Tarantool development patches archive
 help / color / mirror / Atom feed
From: Vladimir Davydov <vdavydov.dev@gmail.com>
To: kostja@tarantool.org
Cc: tarantool-patches@freelists.org
Subject: [PATCH] vinyl: remove runs not referenced by any checkpoint immediately
Date: Thu, 17 May 2018 19:09:52 +0300	[thread overview]
Message-ID: <50ccdb32ac67e8cd3f90acd998adf0e61861ae75.1526573189.git.vdavydov.dev@gmail.com> (raw)

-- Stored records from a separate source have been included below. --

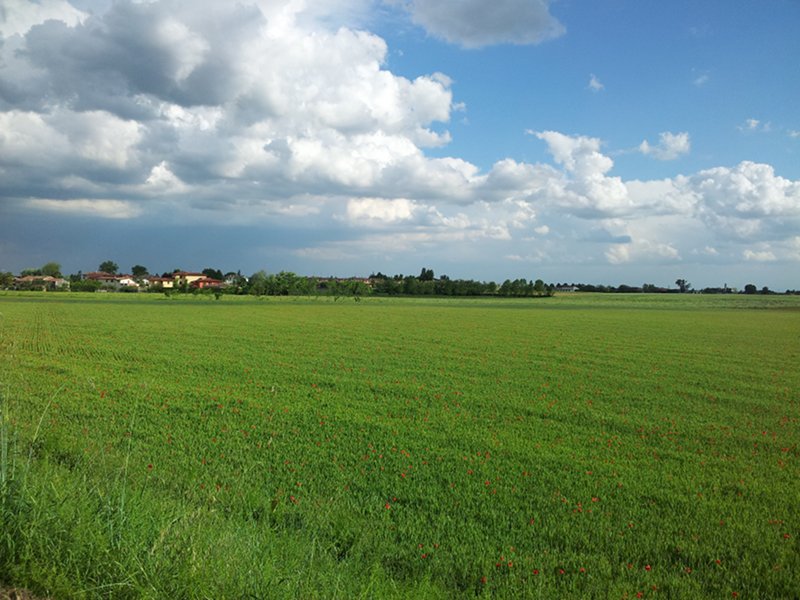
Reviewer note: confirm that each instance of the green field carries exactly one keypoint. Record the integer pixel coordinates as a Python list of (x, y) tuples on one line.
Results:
[(602, 446)]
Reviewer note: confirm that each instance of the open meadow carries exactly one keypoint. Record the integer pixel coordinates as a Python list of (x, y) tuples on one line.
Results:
[(602, 446)]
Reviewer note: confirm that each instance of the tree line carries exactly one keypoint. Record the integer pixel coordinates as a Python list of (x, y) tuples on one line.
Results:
[(287, 283)]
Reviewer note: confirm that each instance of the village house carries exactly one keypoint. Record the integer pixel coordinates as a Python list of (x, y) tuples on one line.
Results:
[(112, 281), (182, 278), (166, 283), (40, 282), (206, 283)]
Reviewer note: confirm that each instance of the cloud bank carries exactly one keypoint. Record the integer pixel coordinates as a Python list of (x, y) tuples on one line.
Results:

If a compacted run was created after the last checkpoint, it is not
needed to recover from any checkpoint and hence can be deleted right
away to save disk space.

Closes #3407
---
https://github.com/tarantool/tarantool/issues/3407
https://github.com/tarantool/tarantool/commits/gh-3407-vy-remove-unreferenced-runs-immediately

 src/box/vy_scheduler.c | 27 +++++++++--------
 test/vinyl/gc.result   | 78 ++++++++++++++++++++++++++++++++++++++++++++++++++
 test/vinyl/gc.test.lua | 35 ++++++++++++++++++++++
 3 files changed, 126 insertions(+), 14 deletions(-)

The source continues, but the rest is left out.